Tuesday, April 27, 2010

A Revolving Door at Third

Jerry Crasnick at ESPN.com wrote an interesting piece about the lack of consistency that teams have at certain positions. He cites the A's Travis Buck as a particularly extreme example, as last week he became the eleventh different opening day left-fielder in eleven years.

Crasnick didn't mention the home team, but they've had some notable inconsistency with personnel too. Check out this awesome chart that lists all the Twins opening day starters through the years.

There's been some turnover, to be sure. But third base is what most Twins fans should think when they hear the phrase 'revolving door.' (besides some nightmares of the Metrodome.)

2002: Corey Koskie
2003: Michael Cuddyer
2004: Corey Koskie
2005: Michael Cuddyer
2006: Tony Batista
2007: Nick Punto
2008: Mike Lamb
2009: Joe Crede
2010: Nick Punto

I get dizzier than Corey Koskie when I look at that list. Of course, the opening day starter is terribly misleading because most of those guys only made it a few months there. Closer look? Well, okay.

Michael Cuddyer: Only played seven games at third in 2003, before taking over right field. He must have shown something, because Gardenhire turned to him when Corey Koskie left for Toronto before the 2005 season. Cuddyer played 95 games there, hitting .263 with 12 home runs and 43 RBI. The company line was that he couldn't produce offensively while worrying about balls banging off his face at the hot corner. I didn't realize this, but Cuddyer was very Nick Punto-esque until 2006. In 2004, he played 48 games at second base. Why don't I remember this? He also played 43 at third and ten at first base, while only 15 in the outfield. All while hitting just .263/45/12. If the internet existed back then, I'm sure someone would have started a Free Mike Cuddyer movement. Once he finally settled into right field at age 26 in 2006, he hit .284/109/24.

Although the best move for him might have been the one that put him between two leftys: the MVP and the batting champ.

Tony Batista: Remember when the Twins were small market? That was funny. On a team that had Johan Santana, Joe Mauer, Justin Morneau and Torii Hunter at peak performance, the front office patched the hole at third with this guy. What did we think when we saw this headline?

Twins grab 32-year-old Tony B. from Japanese league to start at third

I actually miss the days of low expectations and blind optimism. I'm sure I thought he'd be a decent player. At any rate, he hit five bombs in 50 games before being released in early June, at which point Nick Punto took over and the Twins ceased to lose.

Nick Punto: had an awful year in 2007. For which many fans will never forgive him. The 2007 season sucked in general. So they decided to bring on...

Mike Lamb: was a decent player, but not for the 2008 Twins.

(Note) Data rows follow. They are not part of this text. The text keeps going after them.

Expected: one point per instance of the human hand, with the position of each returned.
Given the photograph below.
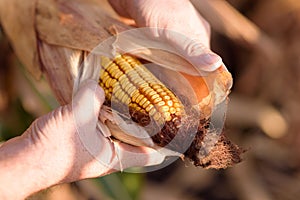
(175, 15)
(65, 146)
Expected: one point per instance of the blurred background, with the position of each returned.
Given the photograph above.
(260, 45)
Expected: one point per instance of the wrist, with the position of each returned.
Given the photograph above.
(21, 169)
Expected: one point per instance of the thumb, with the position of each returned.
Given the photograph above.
(86, 104)
(195, 51)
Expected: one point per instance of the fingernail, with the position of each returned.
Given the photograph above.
(211, 58)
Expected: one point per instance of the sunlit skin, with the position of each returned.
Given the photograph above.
(51, 151)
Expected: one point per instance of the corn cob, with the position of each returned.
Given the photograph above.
(126, 81)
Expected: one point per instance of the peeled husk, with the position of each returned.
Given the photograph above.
(56, 36)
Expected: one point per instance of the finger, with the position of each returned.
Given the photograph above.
(194, 50)
(130, 156)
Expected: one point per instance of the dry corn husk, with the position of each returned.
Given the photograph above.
(57, 35)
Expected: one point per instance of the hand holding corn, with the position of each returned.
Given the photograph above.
(50, 151)
(176, 15)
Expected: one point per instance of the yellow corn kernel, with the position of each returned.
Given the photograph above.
(132, 84)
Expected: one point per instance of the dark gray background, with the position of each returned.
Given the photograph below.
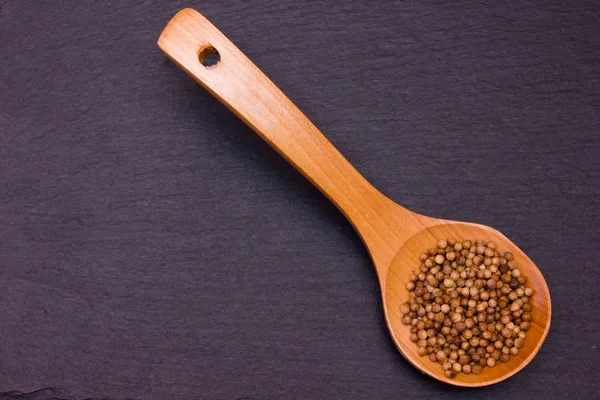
(153, 247)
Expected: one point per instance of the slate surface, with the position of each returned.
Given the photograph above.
(153, 247)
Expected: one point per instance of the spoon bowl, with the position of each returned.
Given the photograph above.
(394, 294)
(393, 235)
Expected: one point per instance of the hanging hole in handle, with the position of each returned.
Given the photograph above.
(209, 56)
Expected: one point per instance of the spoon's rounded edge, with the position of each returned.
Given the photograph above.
(491, 375)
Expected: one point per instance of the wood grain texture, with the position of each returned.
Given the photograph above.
(393, 235)
(154, 247)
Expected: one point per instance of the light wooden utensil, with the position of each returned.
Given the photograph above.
(393, 235)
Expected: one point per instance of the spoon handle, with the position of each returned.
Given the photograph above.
(246, 91)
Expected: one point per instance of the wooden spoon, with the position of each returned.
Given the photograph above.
(393, 235)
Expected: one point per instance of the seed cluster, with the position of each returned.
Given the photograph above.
(468, 306)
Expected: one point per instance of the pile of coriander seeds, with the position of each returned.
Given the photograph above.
(468, 306)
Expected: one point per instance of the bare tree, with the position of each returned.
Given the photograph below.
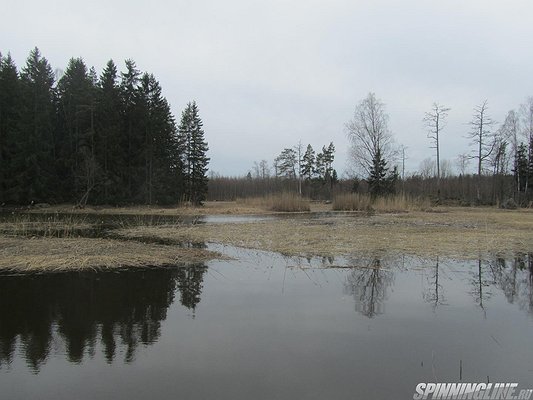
(435, 121)
(446, 168)
(482, 137)
(369, 133)
(526, 110)
(462, 161)
(264, 169)
(299, 152)
(427, 168)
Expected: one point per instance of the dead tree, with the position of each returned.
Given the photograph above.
(435, 121)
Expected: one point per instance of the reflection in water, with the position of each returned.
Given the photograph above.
(119, 310)
(368, 285)
(435, 292)
(481, 285)
(515, 279)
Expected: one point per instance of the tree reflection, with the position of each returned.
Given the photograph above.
(368, 285)
(515, 279)
(481, 284)
(434, 293)
(82, 310)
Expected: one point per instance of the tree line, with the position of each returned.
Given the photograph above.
(81, 137)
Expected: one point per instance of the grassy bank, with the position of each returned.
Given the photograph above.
(282, 202)
(22, 254)
(458, 232)
(364, 202)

If he had signed a one year deal instead of two, he probably would have been released much earlier than September.

Joe Crede: I won't call this signing a bust, because the Twins knew they were signing an injury-prone, on-base handicapped player. But it must have been killing them when they realized, in mid-September, they were paying two third baseman to workout in Florida.

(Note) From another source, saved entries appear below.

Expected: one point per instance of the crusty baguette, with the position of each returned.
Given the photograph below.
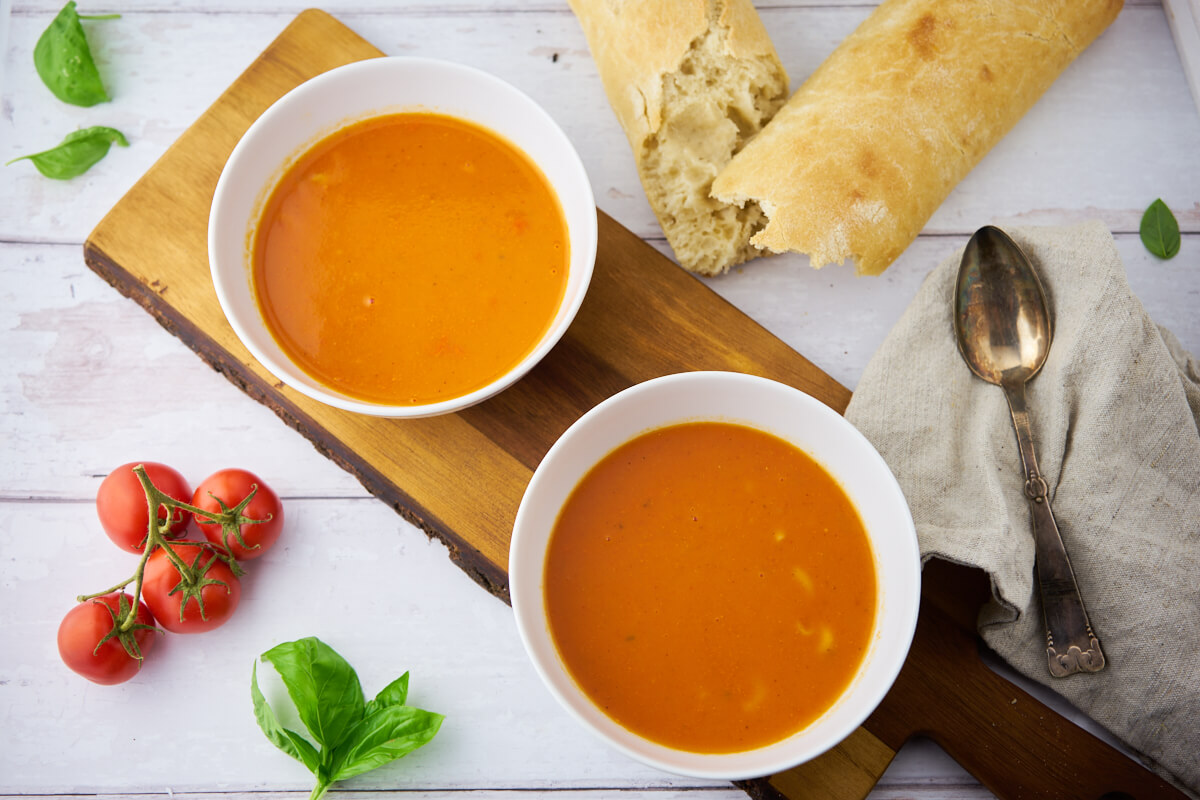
(690, 80)
(871, 144)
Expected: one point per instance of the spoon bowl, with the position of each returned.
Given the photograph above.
(1002, 317)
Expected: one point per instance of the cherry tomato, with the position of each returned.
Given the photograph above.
(123, 509)
(232, 486)
(87, 625)
(207, 602)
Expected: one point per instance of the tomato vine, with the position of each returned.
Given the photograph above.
(193, 576)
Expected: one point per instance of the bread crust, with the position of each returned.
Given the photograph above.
(690, 82)
(879, 136)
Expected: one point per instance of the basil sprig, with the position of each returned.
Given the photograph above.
(64, 60)
(347, 735)
(1159, 230)
(76, 154)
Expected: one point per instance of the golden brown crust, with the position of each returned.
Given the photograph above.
(634, 44)
(880, 134)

Suggesting that someone switch positions is one of the most comically silly things that rubes bring up on a regular basis. Someone, somewhere, right now, is telling his buddy that Joe Mauer should switch to first base and they should trade Morneau. Or someone else is asking is Wilson Ramos can play second.

But I'll say this: I wish Michael Cuddyer's move to third base would have worked out.

Sorta Related posts

Cuddyer Apology

Who is Danny Valencia?

Opposite Day


soup said...

I will never regret signing Tony B. He makes me giggle. He's so sleepy.

Daymonster said...

yeah. Tony B is awesome. Like in this video.

Carl said...

Why do the Japanese baseball uniforms have English on them?

haasertime said...

good question. Maybe because they write downward in japanese? Or is that chinese?

soup said...

I can't speak for the Japanese, but in Korea they did the same thing. They write all brand names in English so they are easier to sell internationally. Sony, for examples, would be very hard to sell in the West if it were written in Japanese

And in both Korea and Japan, baseball teams are generally not named by location but by company. So instead of the Minnesota Twins, it would be the Target Twins.

Though, in Korea the names on the back of the jersey are in Korean. In Japan they're in English. Not sure why.